Sunday, April 04, 2010

The Plain of Despair

Sometimes, life feels way too much like Spenser's in charge.

Yesterday, I went to a real museum to see a real display of real artifacts, put together to tell a meaningful and complex narrative, focusing on the interpretation of provenance and such. It was lovely.

We then wandered around other parts of the museum. There were stuffed pronghorn antelop so faded that you could barely see a difference between the dark area on the back and the light underside. There were stuffed birds galore, but with few identification labels where I most needed them. There was a rainforest display that felt packed to the gills with stuff and more stuff, but less explanation or interpretation.

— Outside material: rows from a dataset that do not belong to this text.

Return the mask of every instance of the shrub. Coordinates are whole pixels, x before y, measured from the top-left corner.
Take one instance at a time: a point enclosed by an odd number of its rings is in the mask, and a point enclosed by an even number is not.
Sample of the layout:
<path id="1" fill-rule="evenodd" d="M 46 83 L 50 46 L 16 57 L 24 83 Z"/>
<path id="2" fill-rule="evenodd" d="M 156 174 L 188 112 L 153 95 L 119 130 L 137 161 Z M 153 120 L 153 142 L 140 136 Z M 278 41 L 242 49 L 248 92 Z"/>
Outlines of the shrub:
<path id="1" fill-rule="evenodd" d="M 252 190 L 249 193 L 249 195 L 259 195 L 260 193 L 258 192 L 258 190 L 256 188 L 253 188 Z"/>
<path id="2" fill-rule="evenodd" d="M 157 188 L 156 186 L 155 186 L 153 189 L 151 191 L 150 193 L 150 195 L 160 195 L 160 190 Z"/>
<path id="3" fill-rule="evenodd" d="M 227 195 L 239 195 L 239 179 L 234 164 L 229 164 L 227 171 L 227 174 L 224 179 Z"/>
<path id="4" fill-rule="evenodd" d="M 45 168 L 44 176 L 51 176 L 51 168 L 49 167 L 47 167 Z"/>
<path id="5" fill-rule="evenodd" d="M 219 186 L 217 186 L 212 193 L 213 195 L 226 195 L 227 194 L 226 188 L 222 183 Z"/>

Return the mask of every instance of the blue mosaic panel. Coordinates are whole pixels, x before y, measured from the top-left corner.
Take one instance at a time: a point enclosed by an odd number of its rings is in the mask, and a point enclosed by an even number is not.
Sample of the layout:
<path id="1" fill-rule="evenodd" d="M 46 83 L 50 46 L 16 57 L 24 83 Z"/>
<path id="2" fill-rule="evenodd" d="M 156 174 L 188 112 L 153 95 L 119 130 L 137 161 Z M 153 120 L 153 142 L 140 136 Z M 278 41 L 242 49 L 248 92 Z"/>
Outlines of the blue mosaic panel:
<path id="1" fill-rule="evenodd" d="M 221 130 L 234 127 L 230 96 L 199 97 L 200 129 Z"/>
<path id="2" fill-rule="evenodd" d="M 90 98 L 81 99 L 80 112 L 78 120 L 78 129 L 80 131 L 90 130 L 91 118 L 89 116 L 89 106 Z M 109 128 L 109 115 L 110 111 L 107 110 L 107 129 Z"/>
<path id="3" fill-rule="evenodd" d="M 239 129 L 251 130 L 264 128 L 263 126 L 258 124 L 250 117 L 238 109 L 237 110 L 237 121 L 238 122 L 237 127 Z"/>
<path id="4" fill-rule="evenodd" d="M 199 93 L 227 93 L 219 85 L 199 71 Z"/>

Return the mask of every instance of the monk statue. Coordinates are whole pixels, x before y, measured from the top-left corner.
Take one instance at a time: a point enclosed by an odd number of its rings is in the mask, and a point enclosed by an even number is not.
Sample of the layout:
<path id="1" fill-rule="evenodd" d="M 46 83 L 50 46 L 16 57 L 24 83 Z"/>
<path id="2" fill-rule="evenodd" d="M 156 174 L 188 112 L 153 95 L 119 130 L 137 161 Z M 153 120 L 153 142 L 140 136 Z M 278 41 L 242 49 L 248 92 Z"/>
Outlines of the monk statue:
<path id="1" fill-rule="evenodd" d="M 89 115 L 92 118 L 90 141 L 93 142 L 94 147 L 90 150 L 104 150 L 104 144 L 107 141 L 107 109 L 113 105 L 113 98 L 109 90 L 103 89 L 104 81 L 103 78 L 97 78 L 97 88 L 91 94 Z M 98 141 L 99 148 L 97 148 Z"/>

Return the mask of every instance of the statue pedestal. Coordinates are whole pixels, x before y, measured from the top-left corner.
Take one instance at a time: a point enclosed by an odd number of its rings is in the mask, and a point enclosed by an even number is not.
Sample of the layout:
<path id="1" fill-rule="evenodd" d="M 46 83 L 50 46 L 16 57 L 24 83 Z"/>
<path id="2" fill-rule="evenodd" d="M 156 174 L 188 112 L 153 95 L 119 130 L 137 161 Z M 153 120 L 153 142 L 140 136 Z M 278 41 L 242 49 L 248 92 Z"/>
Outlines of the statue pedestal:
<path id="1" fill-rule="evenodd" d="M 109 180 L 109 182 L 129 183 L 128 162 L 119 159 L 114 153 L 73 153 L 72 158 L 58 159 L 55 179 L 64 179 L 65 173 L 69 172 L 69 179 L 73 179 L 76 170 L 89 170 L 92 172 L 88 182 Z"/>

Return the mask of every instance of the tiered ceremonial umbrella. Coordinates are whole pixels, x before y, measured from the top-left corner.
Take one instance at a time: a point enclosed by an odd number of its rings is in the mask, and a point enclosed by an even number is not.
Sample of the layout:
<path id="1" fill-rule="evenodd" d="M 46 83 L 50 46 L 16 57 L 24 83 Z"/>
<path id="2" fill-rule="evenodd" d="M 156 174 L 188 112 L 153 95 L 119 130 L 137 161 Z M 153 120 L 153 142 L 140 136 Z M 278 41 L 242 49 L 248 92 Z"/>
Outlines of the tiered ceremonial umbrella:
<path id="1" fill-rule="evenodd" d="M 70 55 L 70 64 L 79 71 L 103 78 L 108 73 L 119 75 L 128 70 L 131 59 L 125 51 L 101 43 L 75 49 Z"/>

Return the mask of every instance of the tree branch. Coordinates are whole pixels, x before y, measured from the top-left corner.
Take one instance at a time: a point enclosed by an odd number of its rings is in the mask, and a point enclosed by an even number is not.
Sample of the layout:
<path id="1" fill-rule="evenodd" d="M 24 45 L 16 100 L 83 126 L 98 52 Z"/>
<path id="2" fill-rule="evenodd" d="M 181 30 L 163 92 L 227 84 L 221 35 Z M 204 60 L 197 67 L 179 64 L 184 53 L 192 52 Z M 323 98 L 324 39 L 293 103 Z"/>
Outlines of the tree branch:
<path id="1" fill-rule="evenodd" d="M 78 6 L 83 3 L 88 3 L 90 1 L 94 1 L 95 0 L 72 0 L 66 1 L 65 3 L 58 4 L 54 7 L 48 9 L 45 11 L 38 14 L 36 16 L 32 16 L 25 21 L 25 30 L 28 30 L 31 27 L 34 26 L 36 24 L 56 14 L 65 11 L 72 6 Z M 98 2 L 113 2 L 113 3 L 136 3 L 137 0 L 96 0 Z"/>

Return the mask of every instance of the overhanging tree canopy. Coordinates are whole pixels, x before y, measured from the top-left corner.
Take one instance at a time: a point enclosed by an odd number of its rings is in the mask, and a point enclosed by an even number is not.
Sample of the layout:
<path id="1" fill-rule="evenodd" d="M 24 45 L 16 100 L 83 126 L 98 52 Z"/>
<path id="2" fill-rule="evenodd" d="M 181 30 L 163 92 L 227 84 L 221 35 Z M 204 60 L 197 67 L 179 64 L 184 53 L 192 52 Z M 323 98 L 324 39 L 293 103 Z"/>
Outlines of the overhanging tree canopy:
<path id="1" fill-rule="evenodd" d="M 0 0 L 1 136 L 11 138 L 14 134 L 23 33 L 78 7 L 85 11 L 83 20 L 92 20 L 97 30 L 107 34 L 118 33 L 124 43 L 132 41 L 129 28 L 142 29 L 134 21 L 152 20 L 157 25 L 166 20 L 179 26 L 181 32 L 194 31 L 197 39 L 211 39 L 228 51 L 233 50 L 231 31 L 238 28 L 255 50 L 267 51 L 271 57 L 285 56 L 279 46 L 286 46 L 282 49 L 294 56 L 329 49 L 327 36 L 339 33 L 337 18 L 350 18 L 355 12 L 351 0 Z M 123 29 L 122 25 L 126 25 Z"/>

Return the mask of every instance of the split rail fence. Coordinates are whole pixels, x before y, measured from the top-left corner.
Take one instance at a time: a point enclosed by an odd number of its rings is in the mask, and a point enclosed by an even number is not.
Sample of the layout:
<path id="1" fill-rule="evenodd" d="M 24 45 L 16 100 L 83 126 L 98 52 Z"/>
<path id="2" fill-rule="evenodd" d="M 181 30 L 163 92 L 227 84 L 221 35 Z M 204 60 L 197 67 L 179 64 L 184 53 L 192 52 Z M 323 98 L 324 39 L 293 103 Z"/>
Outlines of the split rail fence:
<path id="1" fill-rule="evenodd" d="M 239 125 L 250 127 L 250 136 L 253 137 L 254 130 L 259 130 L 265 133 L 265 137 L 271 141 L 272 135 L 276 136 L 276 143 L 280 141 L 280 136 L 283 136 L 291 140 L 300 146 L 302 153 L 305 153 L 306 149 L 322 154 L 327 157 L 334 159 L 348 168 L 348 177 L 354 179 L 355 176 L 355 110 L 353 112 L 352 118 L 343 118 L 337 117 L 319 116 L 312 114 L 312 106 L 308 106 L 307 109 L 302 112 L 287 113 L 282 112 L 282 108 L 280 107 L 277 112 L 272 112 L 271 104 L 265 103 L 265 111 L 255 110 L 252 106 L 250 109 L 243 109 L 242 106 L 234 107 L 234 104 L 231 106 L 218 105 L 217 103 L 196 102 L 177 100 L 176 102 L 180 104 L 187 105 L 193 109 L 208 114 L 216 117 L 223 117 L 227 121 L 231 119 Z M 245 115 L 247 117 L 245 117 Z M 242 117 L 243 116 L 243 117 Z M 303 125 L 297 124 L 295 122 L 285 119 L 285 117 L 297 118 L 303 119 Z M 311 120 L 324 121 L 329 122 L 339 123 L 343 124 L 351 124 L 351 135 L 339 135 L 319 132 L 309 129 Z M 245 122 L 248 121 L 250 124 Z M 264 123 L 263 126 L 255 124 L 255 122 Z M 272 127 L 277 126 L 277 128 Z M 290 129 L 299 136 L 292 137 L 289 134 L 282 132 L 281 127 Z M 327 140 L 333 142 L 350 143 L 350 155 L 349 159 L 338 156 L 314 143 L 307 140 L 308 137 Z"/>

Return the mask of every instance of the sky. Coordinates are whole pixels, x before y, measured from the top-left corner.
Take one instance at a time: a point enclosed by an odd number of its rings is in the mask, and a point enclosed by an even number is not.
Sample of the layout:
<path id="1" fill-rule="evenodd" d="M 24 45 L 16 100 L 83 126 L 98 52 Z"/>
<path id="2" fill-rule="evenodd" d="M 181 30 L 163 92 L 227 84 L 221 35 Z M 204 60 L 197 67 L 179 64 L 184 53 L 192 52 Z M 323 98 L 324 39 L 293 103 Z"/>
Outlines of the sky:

Seriously, they had a big old jeep-like vehicle in the middle. It felt like they'd put everything into the room because there was nowhere else to put it.

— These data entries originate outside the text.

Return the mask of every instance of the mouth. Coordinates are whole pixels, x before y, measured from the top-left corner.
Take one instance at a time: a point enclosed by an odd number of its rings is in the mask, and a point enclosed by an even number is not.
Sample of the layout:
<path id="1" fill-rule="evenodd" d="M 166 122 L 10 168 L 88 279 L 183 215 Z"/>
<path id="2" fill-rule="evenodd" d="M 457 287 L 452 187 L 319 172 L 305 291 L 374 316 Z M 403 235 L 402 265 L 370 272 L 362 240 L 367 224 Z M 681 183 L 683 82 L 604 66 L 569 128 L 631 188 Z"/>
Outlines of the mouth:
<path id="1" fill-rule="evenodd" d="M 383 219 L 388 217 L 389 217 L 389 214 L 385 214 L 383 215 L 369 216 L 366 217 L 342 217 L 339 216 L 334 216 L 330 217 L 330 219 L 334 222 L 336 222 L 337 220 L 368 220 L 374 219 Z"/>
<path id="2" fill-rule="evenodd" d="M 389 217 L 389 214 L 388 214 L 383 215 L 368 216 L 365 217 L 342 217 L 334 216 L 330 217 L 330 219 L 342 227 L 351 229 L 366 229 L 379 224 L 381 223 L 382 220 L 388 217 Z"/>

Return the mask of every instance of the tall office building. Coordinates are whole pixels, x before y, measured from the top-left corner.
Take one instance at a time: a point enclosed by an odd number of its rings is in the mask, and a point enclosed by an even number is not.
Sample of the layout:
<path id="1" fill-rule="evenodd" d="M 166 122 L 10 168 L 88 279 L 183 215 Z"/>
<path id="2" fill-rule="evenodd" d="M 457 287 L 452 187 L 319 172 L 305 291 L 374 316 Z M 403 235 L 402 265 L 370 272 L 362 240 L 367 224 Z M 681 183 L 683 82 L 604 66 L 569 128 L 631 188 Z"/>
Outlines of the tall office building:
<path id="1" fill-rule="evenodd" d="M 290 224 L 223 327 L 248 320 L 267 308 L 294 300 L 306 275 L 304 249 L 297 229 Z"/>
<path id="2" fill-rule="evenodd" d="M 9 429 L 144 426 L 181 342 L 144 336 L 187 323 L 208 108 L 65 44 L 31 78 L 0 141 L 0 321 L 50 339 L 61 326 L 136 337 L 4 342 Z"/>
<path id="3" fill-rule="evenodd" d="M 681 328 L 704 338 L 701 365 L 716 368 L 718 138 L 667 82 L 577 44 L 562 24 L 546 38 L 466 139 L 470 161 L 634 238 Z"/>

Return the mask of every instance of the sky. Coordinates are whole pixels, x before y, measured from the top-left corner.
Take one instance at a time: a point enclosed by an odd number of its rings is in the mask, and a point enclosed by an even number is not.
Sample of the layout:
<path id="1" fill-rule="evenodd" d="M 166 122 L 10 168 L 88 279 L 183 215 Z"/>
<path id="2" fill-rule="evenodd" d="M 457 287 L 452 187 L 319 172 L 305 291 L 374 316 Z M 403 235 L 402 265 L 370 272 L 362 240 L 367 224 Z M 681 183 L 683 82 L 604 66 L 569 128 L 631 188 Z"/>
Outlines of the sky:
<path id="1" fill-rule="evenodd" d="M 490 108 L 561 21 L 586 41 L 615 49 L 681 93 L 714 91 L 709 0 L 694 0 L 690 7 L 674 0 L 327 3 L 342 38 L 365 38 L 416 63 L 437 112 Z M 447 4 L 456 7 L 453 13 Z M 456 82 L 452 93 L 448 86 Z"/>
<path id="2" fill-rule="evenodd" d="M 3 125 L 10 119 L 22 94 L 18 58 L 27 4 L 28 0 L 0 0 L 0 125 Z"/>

And yet, it was still a museum.

The local archaeology part, which I made everyone detour to see, involved a small window display and a side tray thing of arrowpoints.

The city was a city; we drove by buildings that had more than seven stories, by restaurants that promised something more interesting than lefse. It was empty in that Saturday before Easter way, but still, it felt like a real city.

Today I drove home across farmland where the what forests there are grow in rows, where there are no mountains, and where there is a dismaying abundance of garbage.

Seriously, it seems like in the past 8-10 years or so, there's more and more garbage floating around, tossed on the side of highways and byways.

And now I'm back home, looking over garbage tossed somehow into the undeveloped area beyond my yard, in a community where the museum features a mythical blue beast of burden prominantly, though not as a myth.